Zimbabwe’s economic difficulties have resulted in many Zimbabweans leaving the country in order to make a living elsewhere. Statistics say millions of Zimbabweans are living abroad. More than 4 million Zimbabweans are dotted across the globe in search of opportunities. It’s easy to paint a picture of the grass being greener on the other side but it’s not really that simple. There are two sides to every story.

Economic fortunes aside there are still a host of problems that Zimbabweans abroad have to deal with that they otherwise would not have to at home. Issues of racism, second class citizenry, exclusion and culture clash all take their toll.

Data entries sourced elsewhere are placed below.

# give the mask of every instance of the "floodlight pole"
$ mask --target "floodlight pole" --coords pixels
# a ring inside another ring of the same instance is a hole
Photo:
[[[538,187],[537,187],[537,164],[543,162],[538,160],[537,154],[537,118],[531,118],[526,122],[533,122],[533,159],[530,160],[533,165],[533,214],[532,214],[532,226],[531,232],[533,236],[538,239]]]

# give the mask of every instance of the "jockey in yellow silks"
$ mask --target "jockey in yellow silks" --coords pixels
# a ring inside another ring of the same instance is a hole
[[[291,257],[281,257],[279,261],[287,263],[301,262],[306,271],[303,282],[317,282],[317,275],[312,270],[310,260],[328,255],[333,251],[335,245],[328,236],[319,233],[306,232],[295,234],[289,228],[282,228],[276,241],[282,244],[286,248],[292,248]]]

While our country does have its own history with racism it’s fair to say that Zimbabweans exposure to racism at home is limited to certain settings. The experience is markedly different in other countries. In Europe, America and Australia it is prevalent and shockingly in China too.

Second class citizens

They say home is always best but they don’t tell you why. Dwelling in the diaspora comes with the challenge of being regarded as a charity case by virtue of your origin. Zimbabwe’s troubles are well documented and while people are certainly not giving you charity outright there is a tendency to expect Zimbabweans to be happy with what they have access to in certain places.


This closely links with second class citizenry but it’s effects are much deeper. In a country like South Africa where Zimbabweans have found it easier to flock to there’s a system of cherry picking in which the authorities will make it easier for those with skills to be documented while making it difficult for the lesser skilled. Their house their rules of course but the interesting thing is that rules may be less stringent for an immigrant of European origin. What this leads to are undocumented people who are excluded from sometimes essential services and needs.

Culture clash

It’s little spoken off but is a big issue that affects many who choose to find a new home in the diaspora. The effects of this are seen in both social and professional spheres. In the professional sphere it’s quite interesting to note that whilst Zimbabweans are hard working people our national culture is not one of hard work. Many have noted that the work cultures are more intense in the diaspora. As unpopular as the opinion is it rings true. Social settings are also very different in some of these countries and this may lead to undesired psychological effects as we see some shocking stories come out of the diaspora.

It’s certainly not all bad by any measure. Zimbabweans have gone to the diaspora out of necessity. There are real nerds and responsibilities that have driven people to leave their homes. And many have gone on to great achievements from the diaspora.

Taking care of home

The need to take care of families is the greatest need that has driven Zimbabweans abroad. And families have been supported and strengthened. From things as small as diaspora remittances to investment from abroad the contribution of Zimbabweans to the country is massive. The opportunities to earn this money just did not exist within the country. A contraction of the economy is literal reduction in activity and opportunities. As our local products become noncompetitive we effectively outsourced manufacturing by importing from other countries.


The diaspora experience has also given Zimbabweans exposure. Our little landlocked country has experienced to offer but they are limited to our setting. Through diaspora Zimbabweans have been exposed to much more in the way of ideas. This has really opened up our country in spite of our other challenges. Zimbabwean innovation is a real marvel. While it is crowded out from the macro spaces you need only look at the small and micro economy of Zimbabwe to understand just how innovative the people are.


Zimbabweans have gone on to achieve world class status through the diaspora. Zimbabweans in varying exploits have conquered the world or something like it. Our current minister of youth, sport arts and culture Kirsty Coventry is a great example. Danai Gurira, Grammy Award Winner Brian Soko and the young lady who recently made waves on social media. She became part of Mercedes Formula one team pit crew and drew the attention of Rwandan President Paul Kagame. The talent is undeniable but certainly these individuals got as far as they did with the influence of the diaspora environment. There are many more stories of similar nature.

Nothing new here

While we speak of the diaspora migration issue as some huge shock it really isn’t new. It is in fact just the latest iteration in a trend. Rural to urban migration was the big thing before it and in all honesty the patterns match. The same opportunities that were availed to rural communities as a result of urban migration are the same being availed to Zimbabwe as a result of diaspora migration. While the challenges are more complex the times and technology mitigate this where possible.

The grass may not always be greener on the other side. There are tales of success and lack of in the diaspora but this experience is what we have and nothing else to compare it to realistically.